Jim Rader

 

The Swing Voter

I couldn't believe it when he told me that he was worth four million. Pete Carlucci was an average-looking 50-something guy: short, mustached and a little paunchy—a face-in-the-urban-crowd.

I met Pete in early 2004. He was a consultant who taught evening courses in Business Management in downtown Boston, not far from my job. My firm paid tuition for the two-part course, which was voluntary. There was a spring course and a fall course; both courses demanded two hours every Tuesday evening over a thirteen week period.

There were about twenty students signed up for the spring classes. Most of them were young. Pete tended to chat with the few of us who were around his age. Although he wasn't a charismatic figure, he was assertive and professional. I learned a lot from Pete, at least during the spring classes.

*

The social atmosphere of the spring classes was stiff. The class started at 5:30. All the students came in right after work, with Dunkin Donuts coffee cups, notepads and textbooks.
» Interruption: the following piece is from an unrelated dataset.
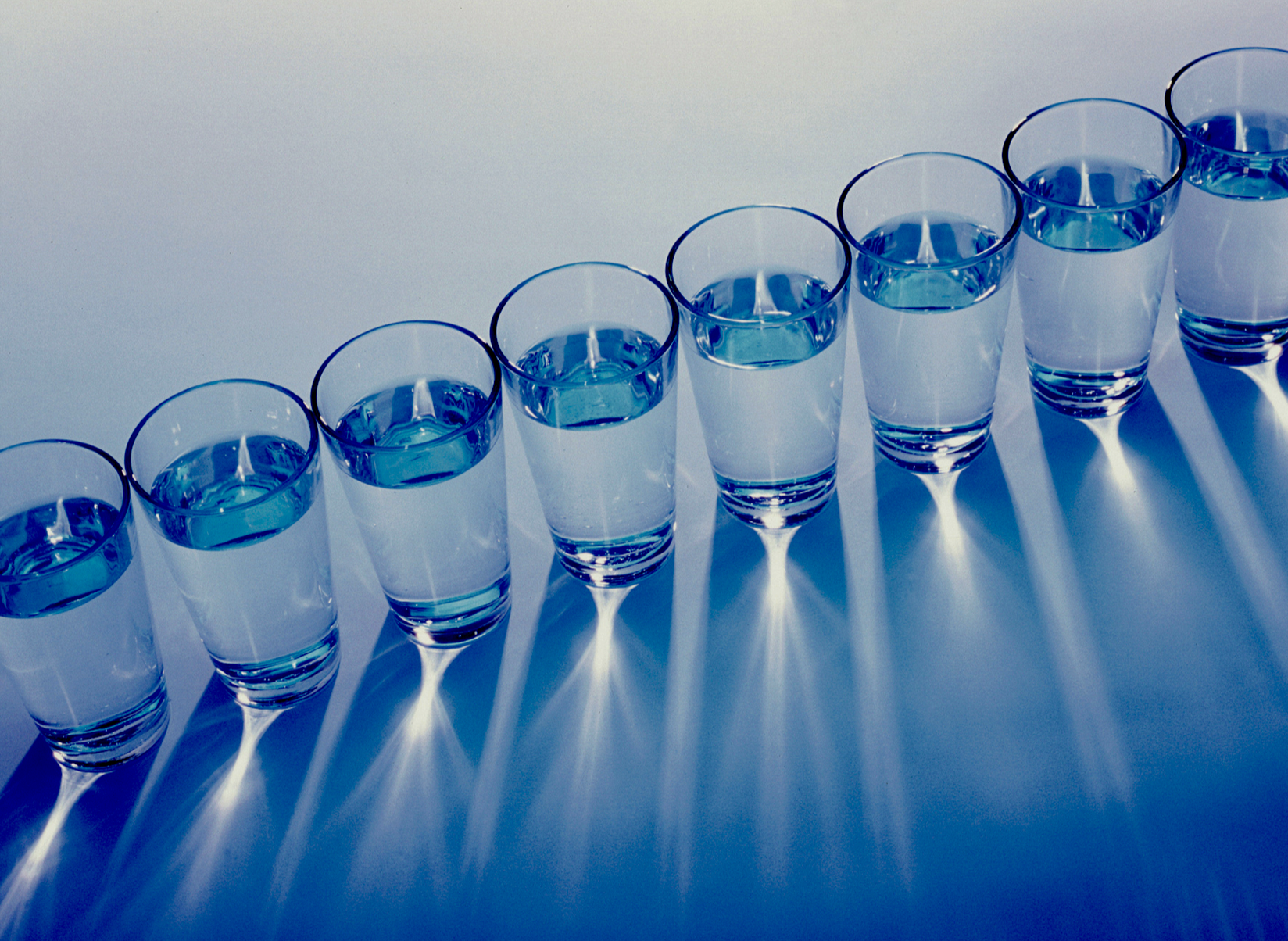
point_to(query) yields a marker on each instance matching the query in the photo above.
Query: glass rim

After the first four or five weeks the atmosphere loosened up slightly when Mary, an older student, attended with a huge white patch over her right eye. I arrived early and she and Pete were talking about her operation.

"Hi, James", he addressed me. "You're just in time to hear about Mary's anesthesia."

Mary smiled amicably. I took my usual seat in the front, right before Pete's podium. There were no individual desks, but rather several long gray tables that seated up to five students per table.

"God, Mary," I said. "You are brave. I was thinking of cutting class tonight because of a sinus headache."

We were allowed to skip two classes per each course. The spring course actually started in late February. Every week there were a few absentees; students punctuated Pete's lecture with coughs or sneezes.

"Now c'mon, James", said Pete. "If you're moving up to management, you've got to bite the bullet."

He turned to Mary: "I hope you don't miss any of my dynamic body language tonight."

Other students filed in during our airy chatter. There were two young women with a similar look: straight blonde hair, small features and squeaky clean complexions. At the first class Pete inquired if they were sisters. The two shook their heads "No" and looked at each other. One, Linda, was more fashion conscious than her look-alike. She wore cool half-moon reading glasses with sleek black and gold frames; she always sat behind me.

The oldest student was 60-something Ray, a friendly gentleman in a blue blazer who always sported a white handkerchief in the vest pocket.

*

When spring really arrived, it was more fun going to the Tuesday night class, which was conducted in an old building by the wharf. I was absorbing the material and doing my home work. I was ambitious. I had been guaranteed a promotion at my firm if I successfully completed the spring and fall courses. In addition to attending the classes, I had to pass exams after each course. The exams were conducted in a nearby testing center and lasted two hours. Like most exams, the passing grade was 70%.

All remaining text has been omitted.